En el plano de las políticas económicas, en su típico lenguaje tecnocrático, el statu quo habla de “dar señales al mercado” y de “tranquilizar a los inversionistas”, perfumados eufemismos que esconden una realidad: a la los ricos de Colombia y del norte hegemónico no les gustan los ministros que tengan en la cabeza ideas de igualdad o justicia social, por más moderadas y graduales que sean.

La victoria electoral ha sido un paso gigantesco, pero que se traduzca en cambios reales va a requerir una lucha sin descanso en el día a día. Lograrlo dependerá de que Petro y Márquez se manejen con habilidad, pero no cedan ante ese chantaje-extorsión de que solo es democrático quien gobierna según postulados de derecha. He allí uno de sus retos clave.

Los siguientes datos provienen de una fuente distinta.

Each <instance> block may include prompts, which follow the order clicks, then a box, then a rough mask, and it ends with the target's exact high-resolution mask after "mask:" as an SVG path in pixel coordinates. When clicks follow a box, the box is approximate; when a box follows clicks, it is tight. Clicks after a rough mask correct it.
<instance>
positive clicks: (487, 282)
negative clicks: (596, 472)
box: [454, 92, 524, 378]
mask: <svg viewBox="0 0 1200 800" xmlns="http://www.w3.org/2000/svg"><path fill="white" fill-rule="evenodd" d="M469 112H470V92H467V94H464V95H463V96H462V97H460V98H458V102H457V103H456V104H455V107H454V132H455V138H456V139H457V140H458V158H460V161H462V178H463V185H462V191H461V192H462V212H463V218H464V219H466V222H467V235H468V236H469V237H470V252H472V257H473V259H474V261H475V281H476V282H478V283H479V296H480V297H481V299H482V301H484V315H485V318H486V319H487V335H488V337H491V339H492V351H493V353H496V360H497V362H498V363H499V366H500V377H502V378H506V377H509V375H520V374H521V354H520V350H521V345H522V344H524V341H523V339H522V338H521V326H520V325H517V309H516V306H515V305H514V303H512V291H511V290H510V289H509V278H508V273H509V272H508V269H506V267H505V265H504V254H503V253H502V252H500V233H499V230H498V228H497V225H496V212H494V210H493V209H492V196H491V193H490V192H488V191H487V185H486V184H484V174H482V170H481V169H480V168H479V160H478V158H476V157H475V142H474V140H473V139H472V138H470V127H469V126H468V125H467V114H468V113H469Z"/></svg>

En un terreno tan importante en Colombia como es el del respeto a la vida y los derechos humanos, el nuevo gobierno se ve obligado a hacer compensaciones simbólicas insólitas. Por un lado, Petro ha anunciado el nombramiento de Álvaro Leyva Durán, un hombre conservador pero promotor y defensor de los Acuerdos de Paz; y por el otro ha debido tragarse un sapo con el que ya se ganó meritoriamente su primer mes de sueldo presidencial: reunirse y aparecer en una fotografía con el principal enemigo de la paz en Colombia, Álvaro Uribe Vélez.

Por supuesto que Petro sabe perfectamente que  son pura finta esos gestos de conciliación democrática de una fuerza tan nefasta como lo es el uribismo. Sabe que él no puede tratar a ese señor como lo que es (como el Matarife, pues), porque al fin y al cabo es líder de un sector muy importante del pueblo colombiano y encarna los intereses nada menos que de Estados Unidos y sus aliados, de poderosos grupos económicos neogranadinos, de la cúpula católica de ese país beato, de influyentes medios de comunicación y, por si todo eso no fuera más que suficiente, es capo de la narcopolítica y del paramilitarismo que cogobiernan la nación.

También sabe Petro, un político corrido en siete plazas, que el uribismo no le va a dar la más mínima tregua y va a tratar de impedir que tome medida alguna que, por favorecer a las mayorías de excluidos, pueda perjudicar a cualquiera de esos factores de poder ya mencionados. Y si tuviera alguna duda, le bastará con repasar lo ocurrido en la tan mencionada Venezuela, donde los grupos opositores de derecha, a pesar de no tener un Uribe (¡oh, qué gran fortuna la nuestra, de pana!) han intentado hasta las peores rutas para acabar con la Revolución.

El fenómeno del chantaje-extorsión es sostenido por todos los mecanismos hegemónicos: los gobiernos de derecha y las ONG que estos pagan, las organizaciones internacionales y la maquinaria mediática global. Pero también cuenta con un gran aliado: los mismos gobiernos de izquierda que para mantenerse en el poder, renuncian a sus postulados y se desdibujan. Por cierto, algunos parecen creer que al comportarse así van a lograr el perdón de la derecha, una vana ilusión que llevó mansamente al matadero a varios de los gobernantes de la primera ola progresista de América Latina.

Sucede –y esto hay que ponerlo también en el manual– que las guerras avisadas de las fuerzas retrógradas en esta región, siguen matando no solo soldados, sino también generales. Esperemos que, con esta lección aprendida con sangre y repetida varias veces, no les ocurra lo mismo a los de la segunda ola.